Marcellina (c. 327 – 397) was born in Trier, Gaul the daughter of the Praetorian prefect of Gaul, and was the elder sister of Ambrose of Milan and Satyrus of Milan. Marcellina devoted her life as a consecrated virgin to the practice of prayer and asceticism. Her feast is on 17 July.

==Life==
Marcellina was born in Trier, Gaul around the year 330 into a Roman Christian family. Her father served as Praetorian prefect of Gaul. The sister of Ambrose of Milan, she was older than her two brothers. About the year 354 Ambrosius, their father, died, whereupon the family moved to Rome. It appears that after the death of their parents, she took responsibility for the upbringing of her younger brothers, Ambrose and Satyrus.

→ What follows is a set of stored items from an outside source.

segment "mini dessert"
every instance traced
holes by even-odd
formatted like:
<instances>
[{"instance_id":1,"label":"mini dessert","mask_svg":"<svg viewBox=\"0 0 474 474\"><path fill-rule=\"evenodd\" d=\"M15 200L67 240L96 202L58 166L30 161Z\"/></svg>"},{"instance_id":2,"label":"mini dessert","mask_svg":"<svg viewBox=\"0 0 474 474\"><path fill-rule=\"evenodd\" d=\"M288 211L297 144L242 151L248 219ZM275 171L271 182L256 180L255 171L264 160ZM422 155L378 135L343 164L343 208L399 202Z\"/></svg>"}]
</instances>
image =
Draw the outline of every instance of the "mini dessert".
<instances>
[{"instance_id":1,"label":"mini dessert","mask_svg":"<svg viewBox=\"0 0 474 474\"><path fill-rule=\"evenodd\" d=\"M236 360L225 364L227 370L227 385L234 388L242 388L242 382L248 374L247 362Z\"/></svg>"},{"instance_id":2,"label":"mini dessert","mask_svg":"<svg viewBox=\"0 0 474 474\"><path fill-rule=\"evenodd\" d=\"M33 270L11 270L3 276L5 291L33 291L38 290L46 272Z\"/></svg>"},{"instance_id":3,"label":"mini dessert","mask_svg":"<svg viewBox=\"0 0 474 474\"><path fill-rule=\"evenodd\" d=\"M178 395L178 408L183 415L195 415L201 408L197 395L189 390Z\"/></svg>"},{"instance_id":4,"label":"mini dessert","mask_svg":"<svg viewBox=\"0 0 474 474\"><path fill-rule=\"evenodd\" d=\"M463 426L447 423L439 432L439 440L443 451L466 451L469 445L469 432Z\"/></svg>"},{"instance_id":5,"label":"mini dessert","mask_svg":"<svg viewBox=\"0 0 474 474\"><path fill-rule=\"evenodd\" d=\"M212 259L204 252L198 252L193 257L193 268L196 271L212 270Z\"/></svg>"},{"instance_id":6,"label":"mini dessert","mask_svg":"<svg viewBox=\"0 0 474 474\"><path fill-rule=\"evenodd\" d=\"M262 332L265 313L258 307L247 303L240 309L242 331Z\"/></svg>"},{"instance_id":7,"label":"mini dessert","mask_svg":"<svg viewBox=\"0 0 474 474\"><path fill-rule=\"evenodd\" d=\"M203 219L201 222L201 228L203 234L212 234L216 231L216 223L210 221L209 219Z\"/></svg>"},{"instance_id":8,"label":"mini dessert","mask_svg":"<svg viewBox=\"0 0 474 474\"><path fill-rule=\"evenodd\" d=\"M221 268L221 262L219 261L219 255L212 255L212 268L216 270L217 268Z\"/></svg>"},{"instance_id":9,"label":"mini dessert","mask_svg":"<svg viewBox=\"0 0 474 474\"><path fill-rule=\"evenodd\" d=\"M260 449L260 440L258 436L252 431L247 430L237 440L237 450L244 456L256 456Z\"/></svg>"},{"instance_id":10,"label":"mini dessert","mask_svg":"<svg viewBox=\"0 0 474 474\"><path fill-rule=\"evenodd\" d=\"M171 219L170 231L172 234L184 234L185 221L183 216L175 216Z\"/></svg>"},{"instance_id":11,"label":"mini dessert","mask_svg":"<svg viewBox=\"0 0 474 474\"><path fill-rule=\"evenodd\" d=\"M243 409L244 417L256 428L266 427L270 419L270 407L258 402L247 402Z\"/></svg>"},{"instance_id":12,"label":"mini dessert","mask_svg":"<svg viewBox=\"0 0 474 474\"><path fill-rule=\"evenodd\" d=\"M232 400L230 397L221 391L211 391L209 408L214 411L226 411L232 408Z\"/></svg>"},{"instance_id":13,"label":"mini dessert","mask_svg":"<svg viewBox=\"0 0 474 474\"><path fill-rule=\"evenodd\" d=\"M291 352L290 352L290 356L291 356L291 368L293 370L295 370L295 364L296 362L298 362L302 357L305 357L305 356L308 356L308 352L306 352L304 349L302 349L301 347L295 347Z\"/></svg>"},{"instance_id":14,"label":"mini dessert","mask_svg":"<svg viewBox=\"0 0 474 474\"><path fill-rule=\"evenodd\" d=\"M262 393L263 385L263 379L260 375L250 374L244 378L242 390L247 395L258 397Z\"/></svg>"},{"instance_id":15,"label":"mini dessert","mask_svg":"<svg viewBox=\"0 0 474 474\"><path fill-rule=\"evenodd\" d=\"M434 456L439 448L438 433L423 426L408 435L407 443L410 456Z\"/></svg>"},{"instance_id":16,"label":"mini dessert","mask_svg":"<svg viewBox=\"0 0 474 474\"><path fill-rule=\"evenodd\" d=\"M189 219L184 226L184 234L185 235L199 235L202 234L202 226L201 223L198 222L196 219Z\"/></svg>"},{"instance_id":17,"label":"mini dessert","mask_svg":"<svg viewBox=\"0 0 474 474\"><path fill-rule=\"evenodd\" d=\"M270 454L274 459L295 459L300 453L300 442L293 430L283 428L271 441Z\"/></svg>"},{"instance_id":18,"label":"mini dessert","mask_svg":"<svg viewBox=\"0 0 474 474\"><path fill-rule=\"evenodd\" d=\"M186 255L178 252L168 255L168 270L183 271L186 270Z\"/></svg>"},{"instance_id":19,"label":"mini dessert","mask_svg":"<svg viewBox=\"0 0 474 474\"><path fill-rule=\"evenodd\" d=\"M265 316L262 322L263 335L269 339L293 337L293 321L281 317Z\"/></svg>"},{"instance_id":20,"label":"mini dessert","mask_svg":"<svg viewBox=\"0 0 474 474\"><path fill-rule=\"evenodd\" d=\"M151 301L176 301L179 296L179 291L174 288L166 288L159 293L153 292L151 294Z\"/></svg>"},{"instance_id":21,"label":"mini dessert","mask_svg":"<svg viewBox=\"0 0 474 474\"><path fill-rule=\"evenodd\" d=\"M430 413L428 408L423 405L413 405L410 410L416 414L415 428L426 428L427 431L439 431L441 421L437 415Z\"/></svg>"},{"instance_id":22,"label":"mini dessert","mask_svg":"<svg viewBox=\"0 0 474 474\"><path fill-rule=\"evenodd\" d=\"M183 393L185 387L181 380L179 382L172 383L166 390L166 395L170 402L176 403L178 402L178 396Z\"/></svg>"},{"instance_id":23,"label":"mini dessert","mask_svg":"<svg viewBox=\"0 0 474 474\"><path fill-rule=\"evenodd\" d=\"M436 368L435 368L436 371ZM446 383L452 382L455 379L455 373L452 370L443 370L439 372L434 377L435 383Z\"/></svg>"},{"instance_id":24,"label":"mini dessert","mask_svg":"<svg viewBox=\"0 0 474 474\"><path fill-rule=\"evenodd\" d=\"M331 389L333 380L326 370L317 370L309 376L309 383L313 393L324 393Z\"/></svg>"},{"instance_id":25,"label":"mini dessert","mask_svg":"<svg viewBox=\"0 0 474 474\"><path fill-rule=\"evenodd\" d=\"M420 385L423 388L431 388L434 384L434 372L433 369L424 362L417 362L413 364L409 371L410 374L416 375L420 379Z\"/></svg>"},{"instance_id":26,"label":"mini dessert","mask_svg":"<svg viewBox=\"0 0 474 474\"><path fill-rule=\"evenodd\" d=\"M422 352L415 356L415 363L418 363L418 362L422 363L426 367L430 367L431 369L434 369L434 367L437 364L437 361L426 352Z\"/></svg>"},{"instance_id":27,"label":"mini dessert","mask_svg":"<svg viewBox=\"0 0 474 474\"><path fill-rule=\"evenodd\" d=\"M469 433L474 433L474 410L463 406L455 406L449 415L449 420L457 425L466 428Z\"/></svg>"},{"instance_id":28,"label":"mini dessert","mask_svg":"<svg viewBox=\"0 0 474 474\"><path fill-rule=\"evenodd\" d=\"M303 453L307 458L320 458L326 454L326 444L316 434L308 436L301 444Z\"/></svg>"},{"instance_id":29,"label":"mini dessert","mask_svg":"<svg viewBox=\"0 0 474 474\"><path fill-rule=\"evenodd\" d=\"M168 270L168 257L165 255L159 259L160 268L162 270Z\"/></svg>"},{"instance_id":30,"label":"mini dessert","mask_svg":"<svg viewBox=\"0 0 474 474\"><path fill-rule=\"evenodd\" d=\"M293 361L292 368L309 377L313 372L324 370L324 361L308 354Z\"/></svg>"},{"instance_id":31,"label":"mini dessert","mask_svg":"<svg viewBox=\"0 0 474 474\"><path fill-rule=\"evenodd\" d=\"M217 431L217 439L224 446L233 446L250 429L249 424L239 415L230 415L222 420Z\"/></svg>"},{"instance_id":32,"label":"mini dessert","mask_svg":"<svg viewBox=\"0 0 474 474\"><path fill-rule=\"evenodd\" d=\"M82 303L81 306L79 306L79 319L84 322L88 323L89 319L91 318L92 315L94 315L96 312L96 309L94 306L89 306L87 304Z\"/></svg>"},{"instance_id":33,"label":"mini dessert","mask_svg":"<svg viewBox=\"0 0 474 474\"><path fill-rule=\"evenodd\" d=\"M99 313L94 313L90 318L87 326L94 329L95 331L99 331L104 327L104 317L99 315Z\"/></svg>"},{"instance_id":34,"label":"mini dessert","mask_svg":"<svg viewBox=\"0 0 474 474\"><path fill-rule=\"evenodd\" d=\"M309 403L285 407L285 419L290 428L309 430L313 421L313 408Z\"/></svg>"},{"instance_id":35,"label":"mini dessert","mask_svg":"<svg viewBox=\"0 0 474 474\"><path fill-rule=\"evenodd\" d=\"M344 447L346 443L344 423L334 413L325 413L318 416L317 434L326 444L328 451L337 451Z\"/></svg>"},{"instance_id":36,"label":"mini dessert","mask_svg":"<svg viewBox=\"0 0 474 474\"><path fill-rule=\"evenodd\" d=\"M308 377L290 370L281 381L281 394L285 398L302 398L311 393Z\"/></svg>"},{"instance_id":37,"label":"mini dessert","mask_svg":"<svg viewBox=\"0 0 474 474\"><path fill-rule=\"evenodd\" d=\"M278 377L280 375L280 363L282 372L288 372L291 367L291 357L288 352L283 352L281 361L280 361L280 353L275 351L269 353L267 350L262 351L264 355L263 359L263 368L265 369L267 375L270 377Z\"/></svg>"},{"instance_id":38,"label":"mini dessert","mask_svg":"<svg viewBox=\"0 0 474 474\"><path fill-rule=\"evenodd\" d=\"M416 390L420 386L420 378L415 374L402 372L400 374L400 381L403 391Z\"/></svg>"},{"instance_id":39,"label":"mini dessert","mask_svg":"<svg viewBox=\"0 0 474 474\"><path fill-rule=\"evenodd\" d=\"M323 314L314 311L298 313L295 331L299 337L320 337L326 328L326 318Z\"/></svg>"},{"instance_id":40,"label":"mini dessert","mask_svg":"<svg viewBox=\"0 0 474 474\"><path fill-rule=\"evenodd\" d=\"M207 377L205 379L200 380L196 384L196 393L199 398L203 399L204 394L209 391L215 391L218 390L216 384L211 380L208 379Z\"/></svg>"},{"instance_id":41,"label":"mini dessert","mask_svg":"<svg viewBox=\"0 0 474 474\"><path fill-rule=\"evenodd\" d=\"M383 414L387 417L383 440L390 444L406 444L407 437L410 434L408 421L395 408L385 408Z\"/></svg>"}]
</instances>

As the eldest in her family, she made it a point to pass to her younger brothers the "desire not to express their virtue, but to become truly virtuous." She devoted herself to the practice of piety and asceticism, and received the veil of consecrated virginity from Pope Liberius. This life she led called for continual abstinence, dedication to prayer, strict fasting, etc. She lived a life of great austerity, which Ambrose tried to persuade her to mitigate. According to tradition, she turned the family home into a church dedicated in Mary, which later became Sant'Ambrogio della Massima.

After Ambrose had become Bishop of Milan in 374, he summoned his sister, and found in her a zealous assistant in fostering and extending the ascetic life among the maidens of Milan. Ambrose dedicated his work on virginity, written in 377, Libri III de virginibus ad Marcellinam to her. In his discourse on the death of his brother Satyrus, Ambrose speaks of the warm family affection which bound the three together, and of his sister's grief.

Paulinus the Deacon, who wrote a biography of Ambrose at the request of Augustine of Hippo, learned the details of Ambrose's life from Marcellina.

Marcellina survived her brother by a year, dying in 398. Honored as a saint, she was buried in the crypt under the altar of the Ambrosian Basilica in Milan.

==Legacy==
The Institute St. Marcellina was established in 1955 in Hampstead, London in honor of her. The institute, run by the Sisters of St. Marcellina, is a residence for foreign students.